Other changes to the building proposal included a ship's ladder to access the catwalk in the auditorium, an expansion of the catwalk itself, and the addition of a "small balcony outside the [sound control] booth for sound control adjustments." The brick structure, not including the geothermal system, has an estimated budget of $10.6 million. The Building and Maintenance Committee tentatively chose June 10 as its next meeting day, 4 p.m. at the SAU office.

Three members of the KRHS Alumni Association Executive Board, Kristie Smith, Erin Donnelly, and Deborah Skelley, updated the board on the association's accomplishments this past year. Smith, Vice President and acting President, read from a letter prepared by the group for the Superintendent. Along with "aiding Kingswood reunion committees, maintaining alumni treasury where most class funds can be located, and maintaining the KRHS Web site and database," the association is responsible for facilitating "successful Alumni Basketball and Hockey games this past November," adding Lester Bean's name to the memorial rock "for his maintenance of the KRHS playing fields in the early years," developing "an application process for such honors," and replacing "all the missing athletic state championship and runner-up plaques." In addition, the alumni were happy to announce that they would be awarding the first of many annual scholarships to a deserving student this year, something the Association has wanted to do for some time now but never before had the funds to do so. Another goal of the group is to "raise funds to help offset the cost of building and installing a new trophy case" for the newly recovered plaques. Robertson referred to the group as the "keepers of memories" who help to carry on traditions and member Charlene Seibel added that the alumni are "a huge service to the community."

Conner MacIver presented the board with his final report as student representative this past Monday evening. After fulfilling the two-year stint, acting as the eyes and ears to the high school for the board members, MacIver will attend the University of New Hampshire in the fall. Known for his thorough reports and quick wit, MacIver stated, "I couldn't have been on a better school board as a representative," adding that he truly enjoyed attending the meetings. His successor has yet to be determined, as the school will be holding elections for this contested position in the upcoming week. Board members agreed that the next student rep. would have a "tough act to follow."

Dr. Theodore Comstock, Executive Director of the New Hampshire School Board Association (NHSBA) presented MacIver with a $1,000 book award for his academic excellence, leadership qualities, and community service efforts. Another criteria of the scholarship is that the recipient be related to a New Hampshire school board member. MacIver's grandfather, Donald Meader, has dutifully served on the board for over 20 years. The NHSBA chooses one student in each of five regions within New Hampshire.

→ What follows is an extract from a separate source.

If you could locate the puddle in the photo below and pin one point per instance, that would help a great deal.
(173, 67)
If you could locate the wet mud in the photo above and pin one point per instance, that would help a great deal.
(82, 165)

Rines read aloud a letter received by Kingswood High School Principal Paul MacMillan from the Department of Education announcing that both Christopher Mancuso and Caroline Merrell as recipients of the Robert C. Byrd Honors Scholarship in the amount of $1,500. Mancuso and Merrell are two of only 233 students chosen for the award statewide.

The Governor Wentworth Regional School Board will meet next on Monday, June 15, at the SAU office.